Strona:PL Józef Ignacy Kraszewski-Djabeł t.3,4 035.jpeg

Z Wikiźródeł, wolnej biblioteki
Ta strona została uwierzytelniona.

Zbladła, wychudła, a dawny uśmiech rzadko zawitał na usta i to ze łzą splątany; wzrok tylko jeszcze płonął tą siłą serca, której nic dotąd odebrać jej nie mogło.
Jednego wieczora jakoś potrafiła dłużej ojca od snu wstrzymać rozmową i poczęła go rozpytywać, czyby gdzie krewnych nie miał, sądząc, że go jakim wspomnieniem orzeźwi.
— Kto to ubogiemu krewny? — rzekł biedząc się jak miał zwyczaj stary Sieniński — at! niechnoby po sukcessją, znalazłoby się powinowatych na fury.
— Wszakże to siostra mojej matki mieszka o mil kilkanaście, i tej nigdym nie widziała.
— Ba! bo się to lepiej od nas ma, a poco by miała charłaków odwiedzać; poszła za dzierżawcę, teraz już słyszę drugą wioskę kupują.
— Ale twoi krewni, mój ojcze — spytała Anusia — wszakżeś miał podobno brata, wspominałeś mi dawniej o nim.
— Brat ci to jest jeśli nie umarł — rzekł obojętnie dość, stary.
— Gdzież on mieszka? — spytała dziewczyna.

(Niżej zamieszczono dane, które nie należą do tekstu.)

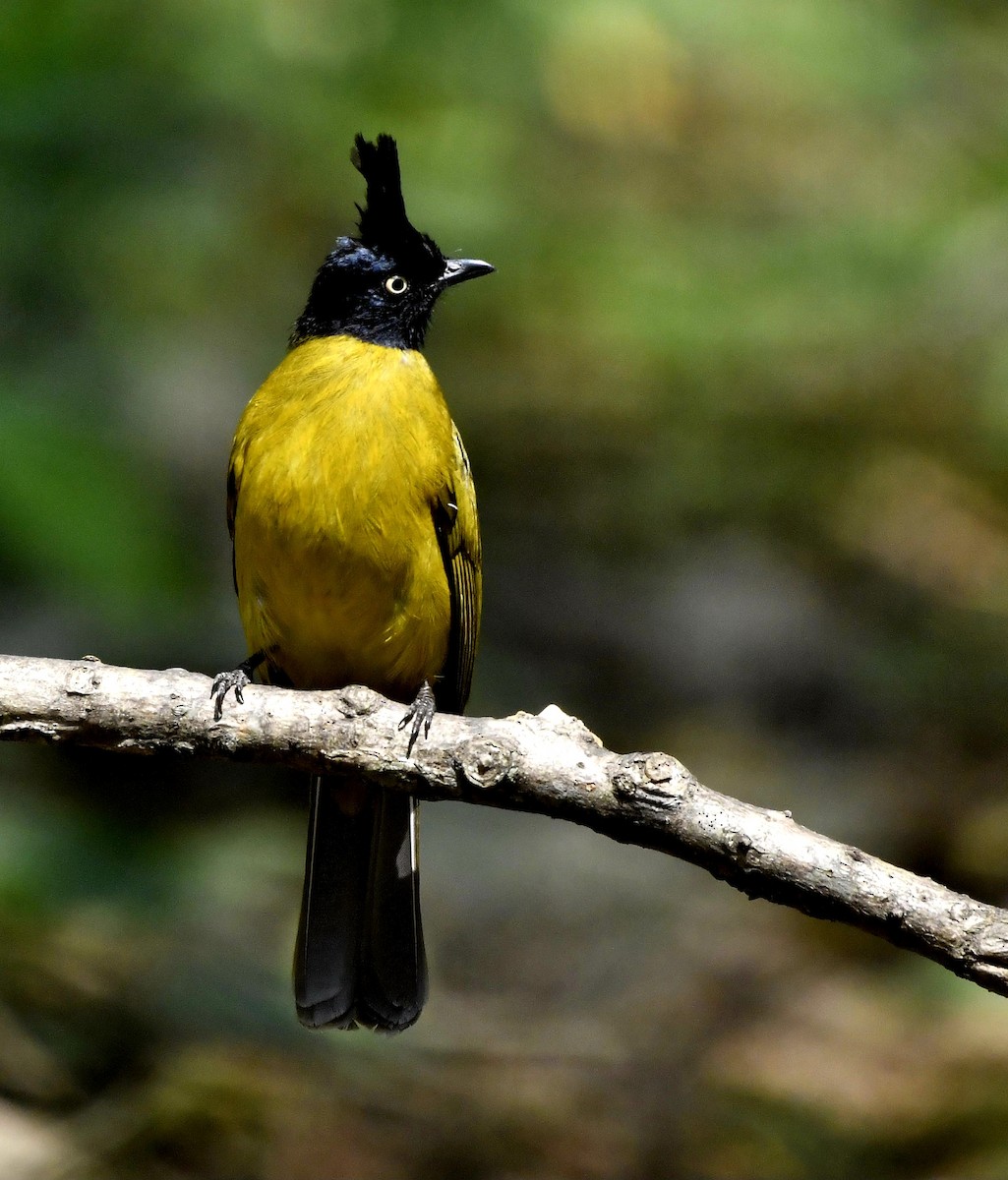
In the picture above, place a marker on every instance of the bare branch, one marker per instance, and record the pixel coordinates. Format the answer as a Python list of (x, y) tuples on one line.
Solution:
[(548, 764)]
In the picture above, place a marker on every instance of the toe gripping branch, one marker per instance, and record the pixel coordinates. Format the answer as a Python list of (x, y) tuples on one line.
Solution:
[(420, 713), (236, 678)]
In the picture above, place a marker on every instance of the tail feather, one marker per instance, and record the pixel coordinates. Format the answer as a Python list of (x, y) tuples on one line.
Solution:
[(359, 957)]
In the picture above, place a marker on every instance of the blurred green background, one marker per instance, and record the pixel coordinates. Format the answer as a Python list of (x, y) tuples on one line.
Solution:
[(737, 402)]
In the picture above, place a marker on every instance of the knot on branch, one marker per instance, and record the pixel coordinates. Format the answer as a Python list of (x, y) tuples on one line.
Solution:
[(485, 764), (654, 778), (84, 678)]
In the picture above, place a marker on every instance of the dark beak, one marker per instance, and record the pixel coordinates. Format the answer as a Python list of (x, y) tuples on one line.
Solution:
[(458, 270)]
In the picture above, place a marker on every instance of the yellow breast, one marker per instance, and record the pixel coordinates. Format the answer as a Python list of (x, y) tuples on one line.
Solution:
[(337, 460)]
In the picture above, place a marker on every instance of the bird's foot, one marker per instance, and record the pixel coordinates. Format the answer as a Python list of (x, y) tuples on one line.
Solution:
[(419, 717), (236, 678)]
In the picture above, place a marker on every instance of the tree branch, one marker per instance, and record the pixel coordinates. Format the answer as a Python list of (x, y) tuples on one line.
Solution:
[(548, 764)]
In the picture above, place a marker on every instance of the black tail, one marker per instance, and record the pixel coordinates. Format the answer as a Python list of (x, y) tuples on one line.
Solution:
[(359, 959)]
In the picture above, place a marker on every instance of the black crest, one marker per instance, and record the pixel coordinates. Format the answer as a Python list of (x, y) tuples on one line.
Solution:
[(384, 225)]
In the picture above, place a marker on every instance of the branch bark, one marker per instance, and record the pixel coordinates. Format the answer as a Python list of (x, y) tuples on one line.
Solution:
[(548, 764)]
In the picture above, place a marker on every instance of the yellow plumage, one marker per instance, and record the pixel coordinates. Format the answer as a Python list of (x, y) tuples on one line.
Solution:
[(340, 465)]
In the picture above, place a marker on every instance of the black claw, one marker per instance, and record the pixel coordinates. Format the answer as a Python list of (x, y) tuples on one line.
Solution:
[(236, 678), (420, 713)]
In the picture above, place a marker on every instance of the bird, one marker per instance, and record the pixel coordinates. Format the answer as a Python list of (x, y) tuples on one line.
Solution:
[(357, 560)]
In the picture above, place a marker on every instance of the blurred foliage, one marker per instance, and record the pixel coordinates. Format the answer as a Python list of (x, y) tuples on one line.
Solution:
[(737, 401)]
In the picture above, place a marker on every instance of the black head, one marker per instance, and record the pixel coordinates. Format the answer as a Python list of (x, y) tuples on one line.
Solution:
[(383, 284)]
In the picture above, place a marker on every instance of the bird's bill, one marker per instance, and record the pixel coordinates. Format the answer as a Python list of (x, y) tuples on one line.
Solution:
[(458, 270)]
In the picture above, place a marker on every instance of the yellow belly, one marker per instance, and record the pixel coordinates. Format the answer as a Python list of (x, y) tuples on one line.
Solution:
[(339, 459)]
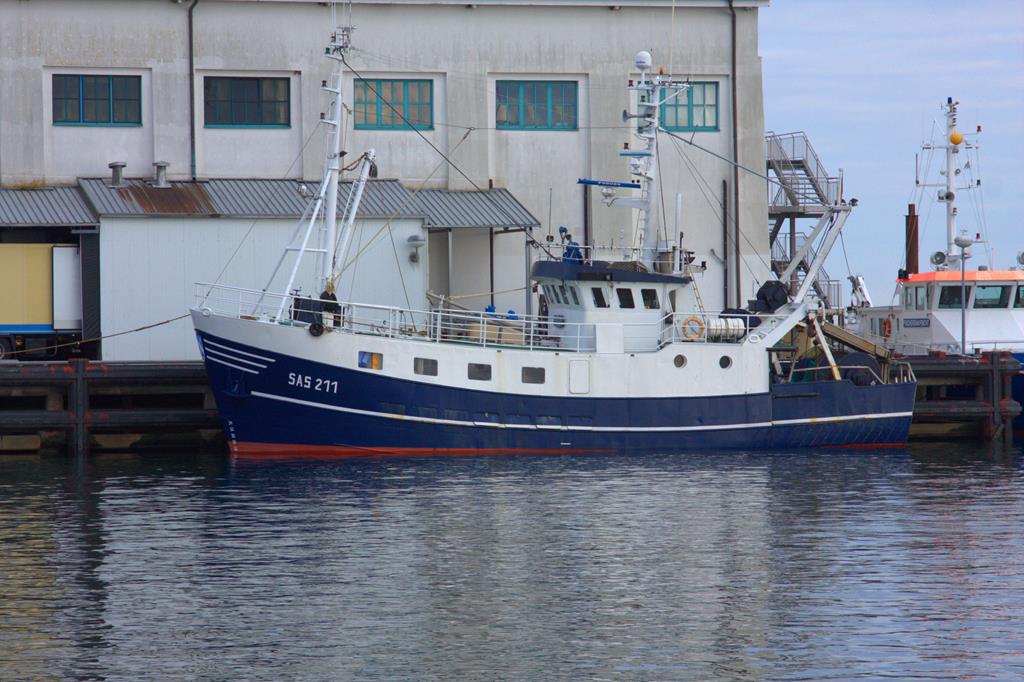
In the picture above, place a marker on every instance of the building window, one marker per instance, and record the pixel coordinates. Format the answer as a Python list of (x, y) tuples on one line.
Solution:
[(394, 104), (246, 101), (991, 296), (536, 105), (104, 100), (694, 108), (532, 375), (425, 366), (949, 297), (922, 296), (370, 360)]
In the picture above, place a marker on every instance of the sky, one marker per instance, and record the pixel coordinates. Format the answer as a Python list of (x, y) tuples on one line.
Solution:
[(865, 80)]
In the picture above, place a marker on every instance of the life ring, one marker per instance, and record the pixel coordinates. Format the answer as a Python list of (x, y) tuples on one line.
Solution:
[(692, 328)]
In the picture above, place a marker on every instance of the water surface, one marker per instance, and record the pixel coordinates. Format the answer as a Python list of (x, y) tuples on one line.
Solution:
[(832, 564)]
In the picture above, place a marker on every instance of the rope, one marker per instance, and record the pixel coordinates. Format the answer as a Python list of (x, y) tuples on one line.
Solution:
[(98, 338)]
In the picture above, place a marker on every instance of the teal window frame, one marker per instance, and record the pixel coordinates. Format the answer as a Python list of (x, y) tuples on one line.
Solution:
[(247, 101), (689, 110), (95, 99), (414, 98), (537, 105)]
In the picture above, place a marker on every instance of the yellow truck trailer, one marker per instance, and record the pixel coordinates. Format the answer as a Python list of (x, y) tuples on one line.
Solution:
[(40, 300)]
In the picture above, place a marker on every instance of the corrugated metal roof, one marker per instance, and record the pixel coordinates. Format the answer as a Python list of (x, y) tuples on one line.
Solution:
[(45, 207), (240, 198), (486, 208)]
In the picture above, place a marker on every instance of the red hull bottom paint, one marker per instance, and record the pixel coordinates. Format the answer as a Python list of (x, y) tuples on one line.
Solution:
[(278, 451), (866, 445)]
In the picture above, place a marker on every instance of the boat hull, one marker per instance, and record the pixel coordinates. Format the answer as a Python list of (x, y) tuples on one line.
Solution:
[(266, 413)]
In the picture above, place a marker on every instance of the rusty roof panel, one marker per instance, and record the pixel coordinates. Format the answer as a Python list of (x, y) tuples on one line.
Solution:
[(241, 198)]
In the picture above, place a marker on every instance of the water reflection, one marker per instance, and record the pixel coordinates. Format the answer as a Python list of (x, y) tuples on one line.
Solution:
[(818, 565)]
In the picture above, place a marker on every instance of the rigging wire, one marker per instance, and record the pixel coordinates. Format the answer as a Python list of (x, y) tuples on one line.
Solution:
[(446, 158), (97, 338), (717, 206)]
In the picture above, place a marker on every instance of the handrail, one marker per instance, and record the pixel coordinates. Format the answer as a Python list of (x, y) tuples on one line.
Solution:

— Mieszkał to on w Warszawie i miał tam swój dworek na Bednarskiej ulicy, ale nie wiem co się z nim teraz dzieje od lat trzech, bo mi znaku życia nie dał.
— Żonaty?
— Nie był żonaty, chybaby to głupstwo zrobił na starość — odparł mrucząc niechętnie dość, Sieniński — żył sobie kawalersko, służył po panach, uciułał grosza dobrego i teraz osiadł na dewocji w stolicy, bo taki przywykł był do ludzi i hałasu.